A transcriptome software comparison for the analyses of treatments expected to give subtle gene expression responses

BMC Genomics. 2022 Jun 20;23(1):452. doi: 10.1186/s12864-022-08673-8.

Abstract

Background: In this comparative study we evaluate the performance of four software tools: DNAstar-D (DESeq2), DNAstar-E (edgeR), CLC Genomics and Partek Flow for identification of differentially expressed genes (DEGs) using a transcriptome of E. coli. The RNA-seq data are from the effect of below-background radiation 5.5 nGy total dose (0.2nGy/hr) on E. coli grown shielded from natural radiation 655 m below ground in a pre-World War II steel vault. The gene expression response to three supplemented sources of radiation designed to mimic natural background, 1952 - 5720 nGy in total dose (71-208 nGy/hr), are compared to this "radiation-deprived" treatment. In addition, RNA-seq data of Caenorhabditis elegans nematode from similar radiation treatments was analyzed by three of the software packages.

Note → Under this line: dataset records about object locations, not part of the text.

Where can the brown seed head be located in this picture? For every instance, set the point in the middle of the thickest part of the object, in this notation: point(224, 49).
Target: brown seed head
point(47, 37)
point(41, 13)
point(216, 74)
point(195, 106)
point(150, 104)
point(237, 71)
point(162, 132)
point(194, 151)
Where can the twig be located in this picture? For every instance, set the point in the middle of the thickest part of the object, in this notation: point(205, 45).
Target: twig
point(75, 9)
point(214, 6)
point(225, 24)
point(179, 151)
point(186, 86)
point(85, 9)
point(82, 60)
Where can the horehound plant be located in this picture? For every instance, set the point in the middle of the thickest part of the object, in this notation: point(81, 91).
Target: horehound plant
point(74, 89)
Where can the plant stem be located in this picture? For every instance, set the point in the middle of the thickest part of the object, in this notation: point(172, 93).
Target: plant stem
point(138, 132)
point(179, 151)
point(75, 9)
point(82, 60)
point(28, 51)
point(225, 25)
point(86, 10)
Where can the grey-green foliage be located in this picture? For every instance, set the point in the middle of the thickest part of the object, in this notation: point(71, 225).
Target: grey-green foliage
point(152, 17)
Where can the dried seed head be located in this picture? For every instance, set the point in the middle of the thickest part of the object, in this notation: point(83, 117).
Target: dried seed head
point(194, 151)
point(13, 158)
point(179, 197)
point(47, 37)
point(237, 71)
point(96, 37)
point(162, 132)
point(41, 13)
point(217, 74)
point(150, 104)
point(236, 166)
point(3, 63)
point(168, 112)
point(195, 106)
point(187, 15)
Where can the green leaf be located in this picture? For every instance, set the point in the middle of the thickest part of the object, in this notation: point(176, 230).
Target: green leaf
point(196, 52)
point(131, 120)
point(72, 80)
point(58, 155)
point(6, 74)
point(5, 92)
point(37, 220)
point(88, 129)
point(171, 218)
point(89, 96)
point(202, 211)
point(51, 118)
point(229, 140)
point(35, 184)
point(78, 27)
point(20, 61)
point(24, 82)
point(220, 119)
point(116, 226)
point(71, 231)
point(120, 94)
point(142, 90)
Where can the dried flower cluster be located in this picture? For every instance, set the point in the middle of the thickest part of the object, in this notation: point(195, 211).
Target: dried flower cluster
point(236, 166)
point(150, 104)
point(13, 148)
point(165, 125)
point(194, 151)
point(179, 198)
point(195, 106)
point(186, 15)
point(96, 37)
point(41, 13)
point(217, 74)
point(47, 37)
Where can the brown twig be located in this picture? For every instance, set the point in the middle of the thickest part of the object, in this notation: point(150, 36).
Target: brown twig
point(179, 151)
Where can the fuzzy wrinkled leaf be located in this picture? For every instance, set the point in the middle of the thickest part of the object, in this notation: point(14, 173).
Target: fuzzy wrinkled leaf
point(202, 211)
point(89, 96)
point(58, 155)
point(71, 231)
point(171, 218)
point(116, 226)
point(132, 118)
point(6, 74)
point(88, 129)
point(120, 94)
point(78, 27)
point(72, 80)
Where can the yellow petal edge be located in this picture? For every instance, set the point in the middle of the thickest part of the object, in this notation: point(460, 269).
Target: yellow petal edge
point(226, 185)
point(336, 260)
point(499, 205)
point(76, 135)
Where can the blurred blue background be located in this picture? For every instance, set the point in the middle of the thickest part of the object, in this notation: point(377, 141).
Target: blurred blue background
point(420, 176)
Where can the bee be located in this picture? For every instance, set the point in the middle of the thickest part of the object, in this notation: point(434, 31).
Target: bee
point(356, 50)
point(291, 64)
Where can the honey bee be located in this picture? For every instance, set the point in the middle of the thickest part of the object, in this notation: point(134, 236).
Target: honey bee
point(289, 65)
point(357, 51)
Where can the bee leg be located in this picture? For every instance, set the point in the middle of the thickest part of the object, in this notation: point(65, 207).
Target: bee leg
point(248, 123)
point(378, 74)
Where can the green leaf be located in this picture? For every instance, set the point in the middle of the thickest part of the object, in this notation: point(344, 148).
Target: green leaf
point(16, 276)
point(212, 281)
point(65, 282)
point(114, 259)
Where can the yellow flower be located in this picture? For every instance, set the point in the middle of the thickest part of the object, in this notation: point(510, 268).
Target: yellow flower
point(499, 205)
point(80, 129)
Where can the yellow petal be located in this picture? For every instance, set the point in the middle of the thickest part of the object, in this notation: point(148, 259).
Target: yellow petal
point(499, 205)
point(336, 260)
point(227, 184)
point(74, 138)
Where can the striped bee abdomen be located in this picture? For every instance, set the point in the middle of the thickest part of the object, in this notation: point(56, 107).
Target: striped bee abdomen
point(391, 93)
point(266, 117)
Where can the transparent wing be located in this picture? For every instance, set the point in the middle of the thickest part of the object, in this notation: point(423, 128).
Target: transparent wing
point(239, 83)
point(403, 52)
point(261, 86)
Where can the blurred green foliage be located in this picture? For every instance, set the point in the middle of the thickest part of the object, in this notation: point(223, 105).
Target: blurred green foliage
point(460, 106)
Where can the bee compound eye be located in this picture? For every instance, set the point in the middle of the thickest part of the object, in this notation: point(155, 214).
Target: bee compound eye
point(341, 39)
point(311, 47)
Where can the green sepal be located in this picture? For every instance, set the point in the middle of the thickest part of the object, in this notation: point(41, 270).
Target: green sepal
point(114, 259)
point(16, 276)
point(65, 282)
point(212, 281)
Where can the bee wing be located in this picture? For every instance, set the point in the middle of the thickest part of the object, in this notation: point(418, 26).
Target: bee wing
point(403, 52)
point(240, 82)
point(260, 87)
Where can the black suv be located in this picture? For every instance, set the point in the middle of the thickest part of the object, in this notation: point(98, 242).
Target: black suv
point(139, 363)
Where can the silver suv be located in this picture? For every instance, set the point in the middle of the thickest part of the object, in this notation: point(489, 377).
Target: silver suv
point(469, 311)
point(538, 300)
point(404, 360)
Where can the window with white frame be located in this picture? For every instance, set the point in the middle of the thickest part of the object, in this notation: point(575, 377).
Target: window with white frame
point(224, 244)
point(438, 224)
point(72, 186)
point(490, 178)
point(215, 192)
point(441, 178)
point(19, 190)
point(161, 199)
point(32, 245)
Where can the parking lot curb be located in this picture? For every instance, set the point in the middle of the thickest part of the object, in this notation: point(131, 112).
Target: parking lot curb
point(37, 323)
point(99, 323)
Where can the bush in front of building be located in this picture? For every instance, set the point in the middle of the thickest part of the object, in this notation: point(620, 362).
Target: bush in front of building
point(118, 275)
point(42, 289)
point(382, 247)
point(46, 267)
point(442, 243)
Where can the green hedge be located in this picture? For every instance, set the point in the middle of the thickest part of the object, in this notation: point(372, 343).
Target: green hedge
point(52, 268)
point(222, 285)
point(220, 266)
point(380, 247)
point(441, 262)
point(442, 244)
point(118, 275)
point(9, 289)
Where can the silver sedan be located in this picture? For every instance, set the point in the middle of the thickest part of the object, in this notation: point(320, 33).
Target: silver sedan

Results: In E. coli, the four software programs identified one of the supplementary sources of radiation (KCl) to evoke about 5 times more transcribed genes than the minus-radiation treatment (69-114 differentially expressed genes, DEGs), and so the rest of the analyses used this KCl vs "Minus" comparison. After imposing a 30-read minimum cutoff, one of the DNAStar options shared two of the three steps (mapping, normalization, and statistic) with Partek Flow (they both used median of ratios to normalize and the DESeq2 statistical package), and these two programs identified the highest number of DEGs in common with each other (53). In contrast, when the programs used different approaches in each of the three steps, between 31 and 40 DEGs were found in common. Regarding the extent of expression differences, three of the four programs gave high fold-change results (15-178 fold), but one (DNAstar's DESeq2) resulted in more conservative fold-changes (1.5-3.5). In a parallel study comparing three qPCR commercial validation software programs, these programs also gave variable results as to which genes were significantly regulated. Similarly, the C. elegans analysis showed exaggerated fold-changes in CLC and DNAstar's edgeR while DNAstar-D was more conservative.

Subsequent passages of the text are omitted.